Not sure what you mean by cover brackets....I know of no such thing, which is probably why you can't find part #'s.....
Drain the oil, or if you can securely lean the bike on it's right side(I put a jackstand under my right highway peg mount), you can skip this. On the same token, on the sidestand you can remove the clutch cover with no oil spilling FYI.
It's pretty straightforward. You'll need a 12mm to remove the footpeg, a 10mm to remove the pinch bolt on the gearshift, and a 5mm allen key to remove the case bolts, as well as a #3 or #4 philips screwdriver (BIG one) to remove the stator bolts. The two bolts that mount the shifter also help hold the middle gear cover on, they're longer than the rest. The bottom screw on the middle gear cover has a small copper washer on it, just make sure it doesn't get lost.
Remove footpeg
Remove shifter
Remove middle gear cover
Remove stator cover.
The stator cover will fight you a bit since you have to yank it out from the magnets inside the flywheel. Then you just remove the three big philips head screws and the thin disc on top that keeps it centered. Remove the two screws that hold the wire guide in place(one is shared with the pickup coil bracket). Get the stator wires out from under it, pull the grommet out of the case and toss the old stator.

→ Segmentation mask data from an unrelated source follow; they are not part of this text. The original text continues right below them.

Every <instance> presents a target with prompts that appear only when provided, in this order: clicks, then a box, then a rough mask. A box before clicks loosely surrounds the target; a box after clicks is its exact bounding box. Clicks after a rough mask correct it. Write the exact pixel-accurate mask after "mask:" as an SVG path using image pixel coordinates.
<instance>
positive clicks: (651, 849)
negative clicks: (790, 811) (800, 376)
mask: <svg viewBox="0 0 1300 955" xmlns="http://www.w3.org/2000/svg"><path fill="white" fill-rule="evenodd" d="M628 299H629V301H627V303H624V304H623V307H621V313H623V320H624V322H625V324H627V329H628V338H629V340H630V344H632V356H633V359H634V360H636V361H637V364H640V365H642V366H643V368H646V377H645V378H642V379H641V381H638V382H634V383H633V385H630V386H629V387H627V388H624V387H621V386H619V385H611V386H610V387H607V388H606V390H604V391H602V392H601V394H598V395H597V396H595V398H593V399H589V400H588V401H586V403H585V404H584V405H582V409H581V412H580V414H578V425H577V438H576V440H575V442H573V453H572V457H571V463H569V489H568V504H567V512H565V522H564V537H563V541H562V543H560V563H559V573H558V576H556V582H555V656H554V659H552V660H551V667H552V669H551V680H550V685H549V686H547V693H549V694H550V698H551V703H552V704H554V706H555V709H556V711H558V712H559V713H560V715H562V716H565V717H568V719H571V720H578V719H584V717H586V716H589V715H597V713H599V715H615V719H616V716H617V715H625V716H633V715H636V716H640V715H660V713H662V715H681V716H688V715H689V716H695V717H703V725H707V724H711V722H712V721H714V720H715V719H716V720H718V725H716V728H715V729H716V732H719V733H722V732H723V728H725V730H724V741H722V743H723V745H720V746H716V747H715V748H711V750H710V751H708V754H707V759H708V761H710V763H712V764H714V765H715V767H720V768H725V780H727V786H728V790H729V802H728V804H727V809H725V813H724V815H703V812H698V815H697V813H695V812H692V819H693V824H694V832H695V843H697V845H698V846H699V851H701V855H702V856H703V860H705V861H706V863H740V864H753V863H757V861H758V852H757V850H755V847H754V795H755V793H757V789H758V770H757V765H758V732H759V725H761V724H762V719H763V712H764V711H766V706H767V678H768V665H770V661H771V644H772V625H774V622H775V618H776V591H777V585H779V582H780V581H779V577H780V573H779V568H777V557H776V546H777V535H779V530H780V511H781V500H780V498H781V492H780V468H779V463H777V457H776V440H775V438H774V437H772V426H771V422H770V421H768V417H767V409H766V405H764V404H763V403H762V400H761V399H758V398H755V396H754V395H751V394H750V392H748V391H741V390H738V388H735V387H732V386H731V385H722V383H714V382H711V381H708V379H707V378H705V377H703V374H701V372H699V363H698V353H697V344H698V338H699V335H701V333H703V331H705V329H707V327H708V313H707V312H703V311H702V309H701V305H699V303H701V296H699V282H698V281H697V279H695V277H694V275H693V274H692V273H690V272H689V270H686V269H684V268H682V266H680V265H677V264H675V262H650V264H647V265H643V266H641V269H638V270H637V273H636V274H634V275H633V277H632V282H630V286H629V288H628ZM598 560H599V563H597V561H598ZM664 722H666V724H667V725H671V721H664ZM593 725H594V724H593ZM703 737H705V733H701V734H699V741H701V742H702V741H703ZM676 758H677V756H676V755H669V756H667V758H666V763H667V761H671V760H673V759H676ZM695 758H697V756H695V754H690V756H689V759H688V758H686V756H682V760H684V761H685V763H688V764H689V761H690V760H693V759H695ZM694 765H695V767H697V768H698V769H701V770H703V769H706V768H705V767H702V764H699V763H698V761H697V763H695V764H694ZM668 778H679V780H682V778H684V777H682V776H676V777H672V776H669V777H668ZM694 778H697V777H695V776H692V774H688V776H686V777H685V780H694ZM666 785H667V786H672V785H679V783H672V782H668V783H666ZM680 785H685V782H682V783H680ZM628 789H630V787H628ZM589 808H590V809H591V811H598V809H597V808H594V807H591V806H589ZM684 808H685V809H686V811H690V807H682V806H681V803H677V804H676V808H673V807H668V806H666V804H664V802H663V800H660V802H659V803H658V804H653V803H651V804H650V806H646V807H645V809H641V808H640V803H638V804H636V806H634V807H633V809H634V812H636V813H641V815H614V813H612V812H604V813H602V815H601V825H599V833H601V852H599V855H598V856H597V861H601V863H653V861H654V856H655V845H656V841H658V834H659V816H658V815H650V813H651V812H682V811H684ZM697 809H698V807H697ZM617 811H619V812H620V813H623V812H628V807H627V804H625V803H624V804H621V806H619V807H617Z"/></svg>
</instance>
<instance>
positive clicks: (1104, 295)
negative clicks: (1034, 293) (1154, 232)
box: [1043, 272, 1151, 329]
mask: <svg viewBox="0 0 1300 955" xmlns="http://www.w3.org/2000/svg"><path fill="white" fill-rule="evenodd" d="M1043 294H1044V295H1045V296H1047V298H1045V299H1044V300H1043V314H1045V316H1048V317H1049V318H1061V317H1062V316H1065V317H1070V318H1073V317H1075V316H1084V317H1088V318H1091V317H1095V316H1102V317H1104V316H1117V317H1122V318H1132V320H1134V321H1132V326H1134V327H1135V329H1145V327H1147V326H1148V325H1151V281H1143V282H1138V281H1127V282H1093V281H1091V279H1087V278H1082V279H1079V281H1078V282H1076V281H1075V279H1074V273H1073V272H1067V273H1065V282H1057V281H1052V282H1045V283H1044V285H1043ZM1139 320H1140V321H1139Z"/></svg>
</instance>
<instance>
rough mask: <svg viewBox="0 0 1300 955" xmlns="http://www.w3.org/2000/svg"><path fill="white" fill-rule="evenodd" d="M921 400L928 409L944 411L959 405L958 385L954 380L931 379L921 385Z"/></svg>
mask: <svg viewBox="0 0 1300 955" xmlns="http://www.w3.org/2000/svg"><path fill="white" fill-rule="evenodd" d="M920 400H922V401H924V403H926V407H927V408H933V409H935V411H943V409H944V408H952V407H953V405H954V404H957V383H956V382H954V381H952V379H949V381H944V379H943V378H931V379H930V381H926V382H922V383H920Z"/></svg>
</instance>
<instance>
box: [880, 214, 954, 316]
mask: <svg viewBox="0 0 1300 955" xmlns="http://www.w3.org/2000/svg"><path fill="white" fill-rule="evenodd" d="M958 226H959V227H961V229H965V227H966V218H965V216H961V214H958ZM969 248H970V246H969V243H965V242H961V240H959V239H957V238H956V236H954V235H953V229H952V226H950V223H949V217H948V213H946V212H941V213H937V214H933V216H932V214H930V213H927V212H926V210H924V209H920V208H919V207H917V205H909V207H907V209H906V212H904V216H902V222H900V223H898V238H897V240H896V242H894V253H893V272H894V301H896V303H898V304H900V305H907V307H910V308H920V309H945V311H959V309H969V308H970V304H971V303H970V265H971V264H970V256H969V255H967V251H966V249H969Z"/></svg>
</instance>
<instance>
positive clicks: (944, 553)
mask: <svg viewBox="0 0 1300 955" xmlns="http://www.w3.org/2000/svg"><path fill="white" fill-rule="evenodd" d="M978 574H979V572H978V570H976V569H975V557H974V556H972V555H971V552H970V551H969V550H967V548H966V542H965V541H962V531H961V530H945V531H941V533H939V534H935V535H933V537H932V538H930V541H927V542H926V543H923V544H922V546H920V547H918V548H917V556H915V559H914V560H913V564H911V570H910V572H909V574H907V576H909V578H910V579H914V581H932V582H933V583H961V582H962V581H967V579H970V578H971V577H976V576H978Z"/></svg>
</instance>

Put the disc on the new stator, put the wires back in the channel, and reinstall the guide/cover thing. Then assembly is just reverse of removal.
Make sure your screwdriver fits well....they're pretty tight and stripping them I imagine would cause a royal PITA. If it only fits a little bit, don't use it, and get one that does. If you have an impact driver, it might make this easier. All 3 came out for me without stripping, but it took a LOT of torque and gripping the screwdriver with a rag.
Ensure you do a good job cleaning the mating surfaces...chances are the old gaskets will leave lots of crud behind. I use a razor blade scraper and scotch-brite pads to clean them. A little extra time now prevents you from having to take it all apart again when it leaks. For me the OEM gaskets never worked to re-seal the case, so I use blackRTV, but others have reported that making a gasket can cause binding in the starter geartrain. Always fine for me, but do so at your own risk I suppose.
While you're at it, cut the connector off the stator, and directly splice the wires to the r/r. I'd suggest also wiring the r/r directly to the + and - sides of the battery...the factory harness has lots of choke points that cost you voltage.